Into the midst of these delineations and enjoyments the successor, or rather the afterwinter of the cold old man, Luigi, suddenly entered. With a flat, carved work of spongy face, on which nothing expressed itself but the everlasting discontent of life-prodigals, and with a little full-grown miniver[51] on his head (as forerunner of the wisdom-teeth), and with the unfruitful superfetation of a voluminous belly, he came up to Albano with the greatest courtliness, in which a flat frostiness towards all men stood prominent. He immediately began to dust about him with the bran of empty, rapid, disconnected questions, and was constantly in a hurry; for he suffered almost more ennui than he caused; as in general, there is no one with whom life drags so disagreeably as with him who tries to make it shorter. Luigi had run over the earth as quickly as through a powdering room, and had, as in such a room, become decently gray; the milk-vessels of his outer and inner man had, because they were to be converted into cream-pots and custard-cups, for that very reason, perverted themselves into poison-cups and goblets of sorrow. As often as I pass along before a painted prince's-suite in a corridor, I always fall upon my old project, and say, with entire conviction: "Could we only contrive for once, like the Spartans and all the older nations, to get a regent to the throne in a healthy state, then we should have a good one into the bargain, and all would go well. But I know these are no times for such a thing. It is a sin, that only at torture do surgeons and physicians assist, not at joy, to point out nicely the degree of pleasure as they do of the rack, and to indicate the innocent conditions."
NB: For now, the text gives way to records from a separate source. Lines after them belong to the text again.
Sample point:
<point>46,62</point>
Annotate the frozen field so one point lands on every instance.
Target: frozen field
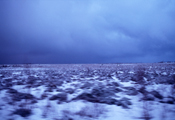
<point>87,92</point>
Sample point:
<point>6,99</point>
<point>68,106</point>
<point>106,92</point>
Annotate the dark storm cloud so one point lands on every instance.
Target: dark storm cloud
<point>92,31</point>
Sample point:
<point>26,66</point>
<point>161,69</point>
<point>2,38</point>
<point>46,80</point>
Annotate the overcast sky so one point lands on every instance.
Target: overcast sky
<point>87,31</point>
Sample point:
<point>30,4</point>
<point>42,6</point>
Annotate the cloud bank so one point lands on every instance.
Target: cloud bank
<point>92,31</point>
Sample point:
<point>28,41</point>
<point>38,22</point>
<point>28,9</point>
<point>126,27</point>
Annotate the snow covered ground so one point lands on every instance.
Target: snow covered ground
<point>87,92</point>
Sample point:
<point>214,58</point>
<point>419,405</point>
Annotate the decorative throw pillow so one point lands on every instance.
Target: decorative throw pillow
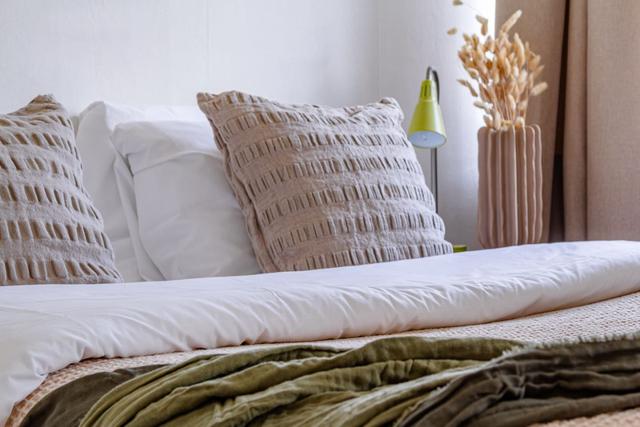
<point>50,231</point>
<point>325,187</point>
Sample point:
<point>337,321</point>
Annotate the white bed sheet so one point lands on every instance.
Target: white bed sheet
<point>45,328</point>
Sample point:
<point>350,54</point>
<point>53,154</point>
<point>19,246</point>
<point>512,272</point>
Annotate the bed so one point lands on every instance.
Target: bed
<point>192,291</point>
<point>540,293</point>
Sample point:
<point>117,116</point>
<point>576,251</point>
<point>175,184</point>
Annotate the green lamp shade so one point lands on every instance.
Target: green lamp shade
<point>427,127</point>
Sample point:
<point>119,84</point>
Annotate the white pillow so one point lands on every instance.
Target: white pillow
<point>189,221</point>
<point>110,183</point>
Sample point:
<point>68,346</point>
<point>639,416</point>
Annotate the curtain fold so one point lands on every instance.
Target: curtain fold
<point>590,116</point>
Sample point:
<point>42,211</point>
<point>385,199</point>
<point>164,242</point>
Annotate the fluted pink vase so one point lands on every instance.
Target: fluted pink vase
<point>510,186</point>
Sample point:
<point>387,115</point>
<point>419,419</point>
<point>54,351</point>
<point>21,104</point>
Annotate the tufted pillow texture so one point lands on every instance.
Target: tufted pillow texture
<point>50,232</point>
<point>325,187</point>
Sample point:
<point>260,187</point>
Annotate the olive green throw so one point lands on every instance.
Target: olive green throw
<point>405,381</point>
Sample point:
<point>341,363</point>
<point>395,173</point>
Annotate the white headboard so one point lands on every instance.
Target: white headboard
<point>165,51</point>
<point>333,52</point>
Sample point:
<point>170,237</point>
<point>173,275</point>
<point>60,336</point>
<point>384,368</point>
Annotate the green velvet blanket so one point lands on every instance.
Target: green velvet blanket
<point>408,381</point>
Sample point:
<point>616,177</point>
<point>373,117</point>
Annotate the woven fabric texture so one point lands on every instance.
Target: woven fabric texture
<point>50,232</point>
<point>616,316</point>
<point>325,187</point>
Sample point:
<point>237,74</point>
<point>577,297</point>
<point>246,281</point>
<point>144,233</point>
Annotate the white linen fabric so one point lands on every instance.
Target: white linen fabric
<point>189,221</point>
<point>45,328</point>
<point>109,181</point>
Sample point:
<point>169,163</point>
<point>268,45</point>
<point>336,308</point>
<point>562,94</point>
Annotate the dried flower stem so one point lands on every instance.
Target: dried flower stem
<point>504,72</point>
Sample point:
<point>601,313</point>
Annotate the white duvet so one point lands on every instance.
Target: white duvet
<point>45,328</point>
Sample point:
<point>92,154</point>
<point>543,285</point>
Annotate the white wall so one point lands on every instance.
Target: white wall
<point>333,52</point>
<point>164,51</point>
<point>412,36</point>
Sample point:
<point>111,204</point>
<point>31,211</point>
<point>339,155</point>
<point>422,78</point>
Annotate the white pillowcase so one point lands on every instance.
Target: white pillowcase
<point>110,183</point>
<point>189,221</point>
Albano, a stranger in the company and in the eyes of this class of men, looked upon the gulf between himself and Luigi as much less deep than it was; it was merely annoying and uncomfortable to him, as it is to certain people, when, without their knowledge, a cat is in the chamber. The progress of moral enervation and refinement will yet so cleanse and equalize all our exteriors,—and according to the same law, indeed, by which physical weakness throws back the eruptions of the skin and drives them into the nobler parts,—that verily an angel and a satan will come at last to be distinguishable in nothing except in the heart. Alban had already brought with him from Wehrfritz, whom he always heard contending for the right of the province against the prince, an aversion to his successor; so much the more easily flamed up in him a moral indignation, when Luigi turned toward the pictures and drew aside the curtains or aprons from several of the most indecent, in order, not without taste and knowledge, to appraise their artistic worth. A copied Venus of Titian, lying upon a white cloth, was only the forerunner. Although the innocent hereditary prince made his voyage pittoresque through this gallery with the artistical coldness of a gallery inspector and anatomist, and sought more to show than to enrich his knowledge, still the inexperienced youth took it all up with a deaf and blind passionateness, which I know not how to vindicate in any way, not even by the presence of the princess, and so much the less, because in the first place she busily divided her soul only between the gypsum-bust and its copy, and because, secondly, in our day, ladies' watches and fans (if they are tasty) have pictures on them which Albano would want other fans to hide. The two flames of wrath and shame overspread his face with a glowing reflection; but his awkward honesty of scorn contrasted with the ease of the Lector, who with his cold tone, quite as precise as it was light, preserved independence and protected purity. "They please me not, one of them," he said, with severity: "I would give them all away for a single storm of Tempesta's." Luigi smiled at his scholar-like eye and feeling. When they stepped into the second picture-chamber, Albano heard the Princess going away. As this apartment threatened him with still more rent veils of the unholiest, he took his leave without special ceremony, and went back without the Lector, who had to-day to give a reading.